In the study, a research assistant photographed 16 long-term meditators and 83 non-meditating participants. To obtain a spontaneous facial expression, the participants were only told “we’re just going to take your photo.”

The long-term meditators had practiced Vipassana and compassion/loving-kindness meditation for at least three years.

A group of 86 undergraduate students and a group of 25 meditation teachers were then asked to view the photos and rate each participant on a variety of traits. The research assistant and the two groups of raters were unaware which participants were long-term meditators and which were not.

The researchers found some differences in how the long-term meditators and the non-meditating participants tended to be perceived.

“Our study raises the possibility that long-term meditation training is associated with being perceived more positively by others. In our study, long-term meditators were perceived as less neurotic, more conscientious, more mindful, and more comfortable in their own skin than demographically matched controls without previous meditation experience.”

Some of the non-meditating participants underwent an 8-week meditation program and were photographed again afterward. But “we did not find that short-term meditation training had any effect on these perceptions,” Goldberg said.

The researchers controlled for the potentially confounding effects of age, gender, race/ethnicity, body mass index, and attractiveness. But like all research, the study includes some caveats.

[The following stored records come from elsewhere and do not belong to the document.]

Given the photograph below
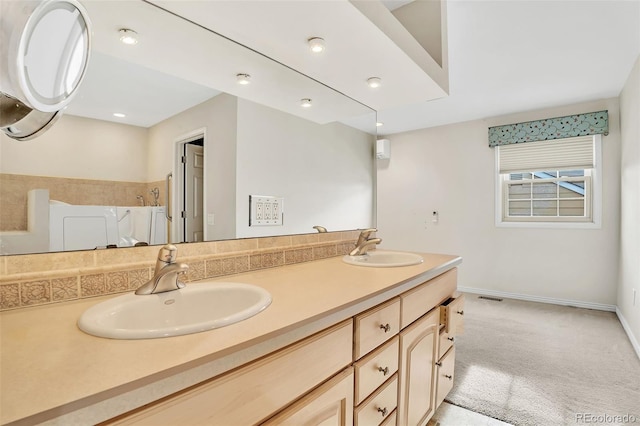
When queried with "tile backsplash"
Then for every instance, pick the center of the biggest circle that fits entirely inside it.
(37, 279)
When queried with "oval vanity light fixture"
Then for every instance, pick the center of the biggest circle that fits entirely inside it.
(316, 44)
(374, 82)
(243, 79)
(128, 36)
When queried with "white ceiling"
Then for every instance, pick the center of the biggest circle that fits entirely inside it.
(504, 56)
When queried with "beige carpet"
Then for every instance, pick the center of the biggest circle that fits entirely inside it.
(530, 363)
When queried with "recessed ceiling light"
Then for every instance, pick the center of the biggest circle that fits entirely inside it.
(316, 44)
(128, 36)
(243, 78)
(374, 82)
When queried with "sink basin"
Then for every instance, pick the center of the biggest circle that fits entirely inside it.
(197, 307)
(384, 259)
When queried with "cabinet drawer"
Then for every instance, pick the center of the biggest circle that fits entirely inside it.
(452, 315)
(446, 341)
(329, 404)
(375, 368)
(391, 419)
(378, 406)
(427, 296)
(255, 391)
(445, 375)
(376, 326)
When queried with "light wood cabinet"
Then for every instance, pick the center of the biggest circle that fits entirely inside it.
(392, 364)
(329, 405)
(418, 355)
(254, 392)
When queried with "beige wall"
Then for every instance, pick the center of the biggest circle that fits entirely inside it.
(323, 172)
(80, 148)
(217, 118)
(629, 278)
(451, 169)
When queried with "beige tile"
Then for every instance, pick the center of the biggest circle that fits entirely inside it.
(274, 242)
(323, 252)
(45, 262)
(299, 240)
(9, 296)
(126, 255)
(92, 285)
(231, 246)
(298, 255)
(196, 271)
(196, 249)
(116, 282)
(64, 289)
(138, 277)
(35, 292)
(329, 237)
(266, 260)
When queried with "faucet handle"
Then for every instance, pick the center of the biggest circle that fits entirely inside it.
(168, 253)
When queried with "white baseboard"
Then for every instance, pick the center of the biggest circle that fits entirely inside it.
(542, 299)
(627, 329)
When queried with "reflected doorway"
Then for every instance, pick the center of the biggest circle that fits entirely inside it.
(191, 197)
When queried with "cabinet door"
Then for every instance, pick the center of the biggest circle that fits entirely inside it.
(329, 405)
(418, 354)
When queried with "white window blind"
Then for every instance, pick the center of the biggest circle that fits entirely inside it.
(560, 154)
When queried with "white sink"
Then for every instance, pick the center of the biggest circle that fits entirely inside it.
(384, 259)
(197, 307)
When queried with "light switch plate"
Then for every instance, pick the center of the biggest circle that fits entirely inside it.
(265, 210)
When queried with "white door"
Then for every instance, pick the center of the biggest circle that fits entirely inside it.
(193, 211)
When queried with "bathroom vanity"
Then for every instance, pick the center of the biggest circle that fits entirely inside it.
(340, 344)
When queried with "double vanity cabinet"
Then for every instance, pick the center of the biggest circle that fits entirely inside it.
(391, 364)
(339, 345)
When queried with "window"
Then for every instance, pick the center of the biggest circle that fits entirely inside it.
(549, 183)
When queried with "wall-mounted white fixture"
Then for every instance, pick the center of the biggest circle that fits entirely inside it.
(128, 36)
(44, 54)
(383, 149)
(374, 82)
(316, 44)
(243, 79)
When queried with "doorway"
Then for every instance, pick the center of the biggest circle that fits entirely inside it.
(191, 192)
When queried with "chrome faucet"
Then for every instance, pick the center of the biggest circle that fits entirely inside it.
(167, 273)
(364, 242)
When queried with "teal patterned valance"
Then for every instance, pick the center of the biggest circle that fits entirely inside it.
(592, 123)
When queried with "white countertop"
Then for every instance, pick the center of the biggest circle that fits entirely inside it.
(50, 369)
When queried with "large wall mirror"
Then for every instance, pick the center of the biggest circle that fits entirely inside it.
(260, 160)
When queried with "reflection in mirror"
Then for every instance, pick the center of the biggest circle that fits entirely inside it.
(177, 89)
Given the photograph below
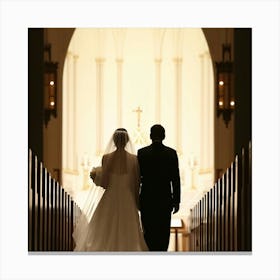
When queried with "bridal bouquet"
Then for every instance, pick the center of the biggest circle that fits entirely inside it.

The cross-sectional design of the study makes it difficult to determine causality. Meditation training could cause people to be perceived as more conscientious and mindful, but it is also possible that people who are already perceived as more conscientious and mindful are more likely to become meditators.

“We cannot conclude that long-term practice caused changes in perception, but this could be the case,” Goldberg said. “We also did not determine what aspects of their facial behavior were being interpreted by the raters. A future study could assess potential effects of meditation training in situations that may be more likely to show a signal (e.g. a stressful situation) and assess behavior using a ‘thicker’ slice (e.g. audiovisual recordings.)”

The study, “Still facial photographs of long-term meditators are perceived by naïve observers as less neurotic, more conscientious and more mindful than non-meditating controls“, was authored by Simon B. Goldberg, Matthew Hirshberg, Lawrence Y. Tello, Helen Y. Weng, Lisa Flook, and Richard J. Davidson.